On our project, the manual tests never disappeared but our dependence on them for identifying bugs decreased.

By working through the manual tests less frequently, we were able to save upwards of three days every sprint, while still being confident that our releases were stable. This meant both happier developers and increased delivery to the client.

Monolithic Codebases

The final issue that we dealt with was the raw size of our codebase in megabytes. This was an issue that grew slowly enough that the people working on the project from the beginning never noticed it. The project had on the order of 697,000 lines of just C# code. A lot of this code was auto-generated, and most of it was not tested. The project was built entirely, and had all tests run, on every commit.

The result of all of this was a minimum ten minute time delay. This reduces what I like to call the "transparency" of work. That is, what I am doing now only affects what I see later. Initially, this does not seem serious: is ten minutes really all that much in the grand scheme of things? The answer is yes, it is. These delays acrete over time and the difference between waiting two minutes and waiting ten minutes can result in days of lost development time.

Breaking Your Project Into Smaller Parts

The remedy to this is to break your projects into smaller parts. Most projects can be split into two distinct sub-projects: a front-end, which is presentation logic and a back-end, your business logic. If your project has utilities or long-running integration tests, these are also good candidates for separating into a completely separate solution.

The general rule of thumb is that if it runs once a day or less, it can be extracted into a new solution. To borrow words from Michelangelo, "In every large project, there are a number of small projects desperate to escape." For example, pictured below is a fairly common solution structure for an ASP.NET MVC web application:

Here we find a main WebApplication project that contains all of the code the client is ostensibly paying us to maintain and extend.

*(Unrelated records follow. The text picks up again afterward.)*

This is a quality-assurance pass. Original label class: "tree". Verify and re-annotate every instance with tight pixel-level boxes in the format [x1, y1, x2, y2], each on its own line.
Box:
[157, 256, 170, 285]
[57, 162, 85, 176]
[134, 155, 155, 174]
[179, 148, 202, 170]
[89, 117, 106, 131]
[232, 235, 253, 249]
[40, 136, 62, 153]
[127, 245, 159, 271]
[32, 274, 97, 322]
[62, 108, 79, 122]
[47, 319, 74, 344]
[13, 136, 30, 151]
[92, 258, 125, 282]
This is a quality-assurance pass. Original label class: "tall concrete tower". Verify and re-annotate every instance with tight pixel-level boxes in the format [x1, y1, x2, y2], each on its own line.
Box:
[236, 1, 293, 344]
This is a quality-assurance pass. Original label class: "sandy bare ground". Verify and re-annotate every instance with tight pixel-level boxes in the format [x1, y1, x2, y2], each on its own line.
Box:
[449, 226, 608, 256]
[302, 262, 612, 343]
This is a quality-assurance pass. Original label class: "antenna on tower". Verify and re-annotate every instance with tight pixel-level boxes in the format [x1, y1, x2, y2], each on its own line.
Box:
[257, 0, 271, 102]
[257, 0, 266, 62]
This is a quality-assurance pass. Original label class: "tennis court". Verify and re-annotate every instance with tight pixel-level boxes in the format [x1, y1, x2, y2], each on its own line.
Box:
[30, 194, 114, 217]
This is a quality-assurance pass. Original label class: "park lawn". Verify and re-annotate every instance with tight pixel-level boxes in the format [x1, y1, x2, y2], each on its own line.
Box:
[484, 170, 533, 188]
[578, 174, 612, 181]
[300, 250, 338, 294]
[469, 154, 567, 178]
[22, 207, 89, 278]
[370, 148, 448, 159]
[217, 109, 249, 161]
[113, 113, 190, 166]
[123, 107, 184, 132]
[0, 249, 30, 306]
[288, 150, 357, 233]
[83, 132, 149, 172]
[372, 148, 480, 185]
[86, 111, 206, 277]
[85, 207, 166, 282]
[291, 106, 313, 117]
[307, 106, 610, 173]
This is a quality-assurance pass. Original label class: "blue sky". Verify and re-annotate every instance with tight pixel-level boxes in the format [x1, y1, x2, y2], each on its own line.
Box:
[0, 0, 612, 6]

We also have supporting projects for testing and infrequently run utilities. These utilities might, for example, be code that imports and transforms external data once a week, or generates quarterly reports.

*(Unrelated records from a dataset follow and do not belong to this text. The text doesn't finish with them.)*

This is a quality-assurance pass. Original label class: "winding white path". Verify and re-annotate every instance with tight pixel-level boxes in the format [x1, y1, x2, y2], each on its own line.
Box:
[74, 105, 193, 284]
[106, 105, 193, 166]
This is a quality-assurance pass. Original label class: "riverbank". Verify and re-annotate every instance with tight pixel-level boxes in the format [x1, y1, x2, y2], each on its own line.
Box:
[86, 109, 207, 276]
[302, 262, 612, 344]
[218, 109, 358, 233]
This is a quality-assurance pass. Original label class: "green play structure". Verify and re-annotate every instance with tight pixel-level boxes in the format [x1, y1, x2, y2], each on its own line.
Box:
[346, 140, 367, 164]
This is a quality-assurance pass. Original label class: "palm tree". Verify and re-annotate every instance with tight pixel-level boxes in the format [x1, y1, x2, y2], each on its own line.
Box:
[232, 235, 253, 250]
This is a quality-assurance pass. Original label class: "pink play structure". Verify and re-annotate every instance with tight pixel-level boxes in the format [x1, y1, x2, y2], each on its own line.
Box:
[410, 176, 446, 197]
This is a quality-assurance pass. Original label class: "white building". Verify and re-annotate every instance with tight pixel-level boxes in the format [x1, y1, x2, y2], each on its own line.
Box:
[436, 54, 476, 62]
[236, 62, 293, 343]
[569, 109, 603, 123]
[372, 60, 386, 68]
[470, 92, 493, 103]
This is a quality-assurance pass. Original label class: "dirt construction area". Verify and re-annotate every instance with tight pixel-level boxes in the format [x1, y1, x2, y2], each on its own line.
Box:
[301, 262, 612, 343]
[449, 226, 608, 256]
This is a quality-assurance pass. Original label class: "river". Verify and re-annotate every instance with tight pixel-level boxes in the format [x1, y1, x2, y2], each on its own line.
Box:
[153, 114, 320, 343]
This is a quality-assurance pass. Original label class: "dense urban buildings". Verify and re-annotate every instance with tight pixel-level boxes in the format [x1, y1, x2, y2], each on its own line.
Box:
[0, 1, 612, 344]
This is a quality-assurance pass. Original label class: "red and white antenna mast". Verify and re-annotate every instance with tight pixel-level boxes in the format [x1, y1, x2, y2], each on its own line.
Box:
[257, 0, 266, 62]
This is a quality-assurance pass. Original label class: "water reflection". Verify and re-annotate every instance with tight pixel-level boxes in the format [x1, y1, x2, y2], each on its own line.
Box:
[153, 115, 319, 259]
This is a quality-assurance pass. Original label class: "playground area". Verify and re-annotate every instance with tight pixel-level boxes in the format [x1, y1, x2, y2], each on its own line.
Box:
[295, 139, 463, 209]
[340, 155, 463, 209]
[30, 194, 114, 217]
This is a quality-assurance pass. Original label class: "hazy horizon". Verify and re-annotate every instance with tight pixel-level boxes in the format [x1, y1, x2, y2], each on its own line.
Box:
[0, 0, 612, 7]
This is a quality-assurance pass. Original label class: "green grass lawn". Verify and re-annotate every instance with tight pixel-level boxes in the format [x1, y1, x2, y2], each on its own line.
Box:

By breaking our project up into smaller parts, we are essentially stratifying the parts of our solution into more concretely defined areas of responsibility. Although it may at first seem counter-intuitive, organising more projects in this way actually speeds up built-times rather than slowing them down, thanks to the change detection in modern compilers. Additionally this act of separation allows us to go another step further, as pictured below.

We now have two distinct solutions: WebApplication and WebApplication.Supportive. We have moved the slow-running integration tests and the utilities into a separate folder structure that can be managed by a separate Git repository. The unit test project, more frequently amended and run, remains in our original solution. This separation means that the duration of activities like cloning, committing code and solution load-time are all positively influenced.

Conclusion

There is no doubt that working on legacy projects can come with a few headaches. Talking to developers from other teams, I have come to suspect that many mature projects struggle with similar deep-seated problems that feel impossible to overcome. I hope that I have demonstrated that these issues need not be permanent, and can be rectified with persistence and a few clever hacks.

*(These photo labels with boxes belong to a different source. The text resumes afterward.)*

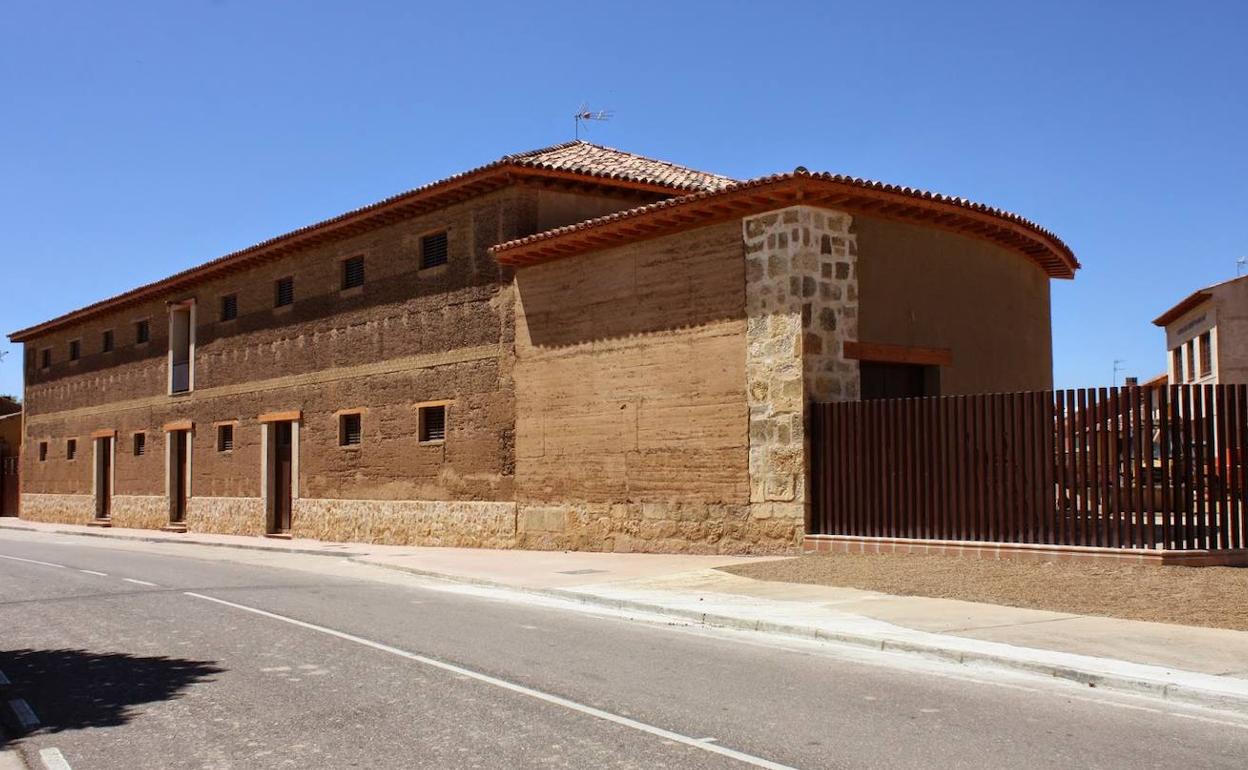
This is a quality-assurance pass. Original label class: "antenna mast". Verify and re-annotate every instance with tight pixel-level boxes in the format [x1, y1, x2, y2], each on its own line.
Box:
[572, 102, 615, 139]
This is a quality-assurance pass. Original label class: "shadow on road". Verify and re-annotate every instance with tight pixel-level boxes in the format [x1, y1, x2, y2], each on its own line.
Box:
[0, 649, 225, 741]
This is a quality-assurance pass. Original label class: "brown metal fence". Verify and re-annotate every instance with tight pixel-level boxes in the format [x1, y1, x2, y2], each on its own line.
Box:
[811, 386, 1248, 550]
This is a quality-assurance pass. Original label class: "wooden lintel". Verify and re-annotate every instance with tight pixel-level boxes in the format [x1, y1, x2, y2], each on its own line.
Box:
[845, 342, 953, 366]
[257, 409, 303, 423]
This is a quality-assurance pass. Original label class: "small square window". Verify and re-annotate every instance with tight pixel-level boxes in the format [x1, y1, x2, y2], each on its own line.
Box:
[273, 277, 295, 307]
[421, 231, 448, 270]
[338, 412, 362, 447]
[418, 406, 447, 443]
[217, 426, 233, 452]
[342, 257, 364, 288]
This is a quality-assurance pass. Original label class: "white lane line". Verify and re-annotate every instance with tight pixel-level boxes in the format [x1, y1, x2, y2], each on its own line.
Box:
[39, 749, 74, 770]
[9, 698, 39, 730]
[0, 555, 65, 569]
[183, 592, 795, 770]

Old code presents the greatest opportunity for developers to add the most value, and it is in these projects where improvement is most tangible.

If you've had a similar experience, I would love to hear how you went about tackling the beast that is anti-patterns.

Regan Koopmans is a Software Engineer currently working at Entelect Software out of Pretoria, South Africa. He likes long walks on the beach and is interested in clean code, functional programming and distributed systems.